My program is sort of a pre-optometry/medical/pharmacy program. My first choice is optometry, but if I don't get in I'll apply to the pharmacy school that's opening up here next year. Yeah, pharmacists make good cash as well. They do like you to be pretty strong is organic chem (lucky for me since I got like 95 in it) but marks aren't the only thing they look at.


----------



## jealibeanz (Oct 1, 2005)

I was going to go to pharmacy, but then changed to physician assistant. However, I did apply. I did very well on the PCAT, even before taking organic. You don't have to be a chem genius if you have the other subjects well covered. My suggestion is to get a tutor for organic. That's the only thing that saved me. It's actually not so bad once you get the hang of it. It is possible to recoved from a bad start. I was about to drop at midterm because I knew absolutely nothing, but then got a tutor, when to review sessions, and worked with friends. This all helped a great deal.


----------



## knglerxt (Jan 18, 2006)

I'm currently getting my Bachelors in Chemistry. I'm considering going to pharmacy school after I graduate. Does anyone know how hard it is to get accepted? Do you have to have a certain GPA?


----------



## WhyMe888 (Aug 22, 2005)

knglerxt said:


> I'm currently getting my Bachelors in Chemistry. I'm considering going to pharmacy school after I graduate. Does anyone know how hard it is to get accepted? Do you have to have a certain GPA?

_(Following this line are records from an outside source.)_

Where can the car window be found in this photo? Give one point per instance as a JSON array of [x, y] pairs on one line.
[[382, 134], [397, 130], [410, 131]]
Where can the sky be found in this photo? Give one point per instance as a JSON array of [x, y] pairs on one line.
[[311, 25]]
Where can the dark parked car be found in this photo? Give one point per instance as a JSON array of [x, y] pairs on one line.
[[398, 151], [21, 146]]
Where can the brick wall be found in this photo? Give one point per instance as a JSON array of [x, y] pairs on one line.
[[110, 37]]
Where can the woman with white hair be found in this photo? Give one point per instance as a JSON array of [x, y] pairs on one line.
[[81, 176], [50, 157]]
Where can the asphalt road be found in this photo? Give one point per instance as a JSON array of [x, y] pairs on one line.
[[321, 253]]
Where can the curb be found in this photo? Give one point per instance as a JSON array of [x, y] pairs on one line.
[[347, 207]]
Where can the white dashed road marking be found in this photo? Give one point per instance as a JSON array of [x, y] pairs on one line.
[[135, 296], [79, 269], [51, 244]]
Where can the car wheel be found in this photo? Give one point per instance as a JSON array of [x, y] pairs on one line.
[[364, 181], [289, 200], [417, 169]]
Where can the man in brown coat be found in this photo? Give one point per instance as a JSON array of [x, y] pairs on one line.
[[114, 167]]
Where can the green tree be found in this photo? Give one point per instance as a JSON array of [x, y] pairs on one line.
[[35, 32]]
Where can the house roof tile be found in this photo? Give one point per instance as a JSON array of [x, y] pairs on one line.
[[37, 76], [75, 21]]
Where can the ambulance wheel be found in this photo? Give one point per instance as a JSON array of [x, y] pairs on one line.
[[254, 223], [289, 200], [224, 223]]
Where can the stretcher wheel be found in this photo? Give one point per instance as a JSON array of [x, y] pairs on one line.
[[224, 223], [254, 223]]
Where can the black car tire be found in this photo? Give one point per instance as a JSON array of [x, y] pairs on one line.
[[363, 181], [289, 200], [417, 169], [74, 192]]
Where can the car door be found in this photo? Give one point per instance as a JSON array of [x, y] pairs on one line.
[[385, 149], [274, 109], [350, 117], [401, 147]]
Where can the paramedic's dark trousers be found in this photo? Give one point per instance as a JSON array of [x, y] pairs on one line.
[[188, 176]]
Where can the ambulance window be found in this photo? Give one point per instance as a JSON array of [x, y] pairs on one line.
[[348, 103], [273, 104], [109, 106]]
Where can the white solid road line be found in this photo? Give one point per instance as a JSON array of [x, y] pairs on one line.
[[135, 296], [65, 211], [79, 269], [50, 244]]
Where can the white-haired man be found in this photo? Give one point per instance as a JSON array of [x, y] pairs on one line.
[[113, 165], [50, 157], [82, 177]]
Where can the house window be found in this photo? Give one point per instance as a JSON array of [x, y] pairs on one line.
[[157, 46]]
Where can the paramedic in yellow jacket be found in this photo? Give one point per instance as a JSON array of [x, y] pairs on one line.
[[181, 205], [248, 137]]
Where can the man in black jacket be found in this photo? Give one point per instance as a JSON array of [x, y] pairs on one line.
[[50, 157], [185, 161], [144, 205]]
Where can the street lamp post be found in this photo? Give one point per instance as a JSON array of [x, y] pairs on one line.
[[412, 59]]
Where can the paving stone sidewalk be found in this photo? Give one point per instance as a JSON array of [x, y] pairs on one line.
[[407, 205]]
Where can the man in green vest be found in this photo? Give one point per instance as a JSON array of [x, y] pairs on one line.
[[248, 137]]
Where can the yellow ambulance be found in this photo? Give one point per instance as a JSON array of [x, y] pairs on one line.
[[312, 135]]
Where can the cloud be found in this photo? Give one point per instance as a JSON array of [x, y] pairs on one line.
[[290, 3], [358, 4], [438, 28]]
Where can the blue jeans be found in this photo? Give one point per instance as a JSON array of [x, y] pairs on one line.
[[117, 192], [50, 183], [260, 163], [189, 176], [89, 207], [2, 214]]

It's pretty hard to get in to pharmacy school, which is why i choose a school that graunteed me a space in their pharmacy program as long as i have a certain GPA after the pre pharm years. It's difficult but not impossible. I think the average GPA you should have is at least a 3.7, it varies from school to school


----------



## Your Lover Scrub Ducky (Jul 26, 2004)

I'm also currently a pre-pharm major.

What happens if you can't get in? Can you re-apply? That would be horrible if you spent all that time going through the pre-pharm courses and weren't able to get in.


----------



## kennybenny (May 8, 2005)

i thought about pharmacy, but that requires both bio and chem, and im not smart enough to keep up

so im just going to a chem major


i volunteered in a pharmacy before and didnt like it much cuz im pretty much stuck in a little corner all day doing **** all

i rather do something thats more fun at least than counting pills


oh yeah, depending on whre u work, you get paid 50 bucks an hour for being a pharmacist. canadian dollars, which is A-freaking-LOT


----------



## sociallyanxious (Jan 2, 2006)

I'm also looking into getting into pharmacy as well. My main concern is having to do all those prereqs in two years and I'm finding that more impossible to do since I there are alot of interesting majors out there like Mathematics, Sociology, Anthopology and a few foreign languages. Has anyone followed a 3 years pre-pharmacy plan instead of two. I really don't want to overwhelm myself.


----------



## Your Lover Scrub Ducky (Jul 26, 2004)

Thanks for the info Shwin. 

I don't think I'll have trouble getting in, but If I can't for some reason I might just switch to pre-med which was my initial choice but the years of schooling required turns me off. Or I'll become a cop. Or maybe I'll just take out someone who did get into the pharm college and hope they give their seat to me & repeat 'till I'm in.


----------



## kikachuck (Nov 10, 2003)

Scrub Ducky said:


> Or maybe I'll just take out someone who did get into the pharm college and hope they give their seat to me & repeat 'till I'm in.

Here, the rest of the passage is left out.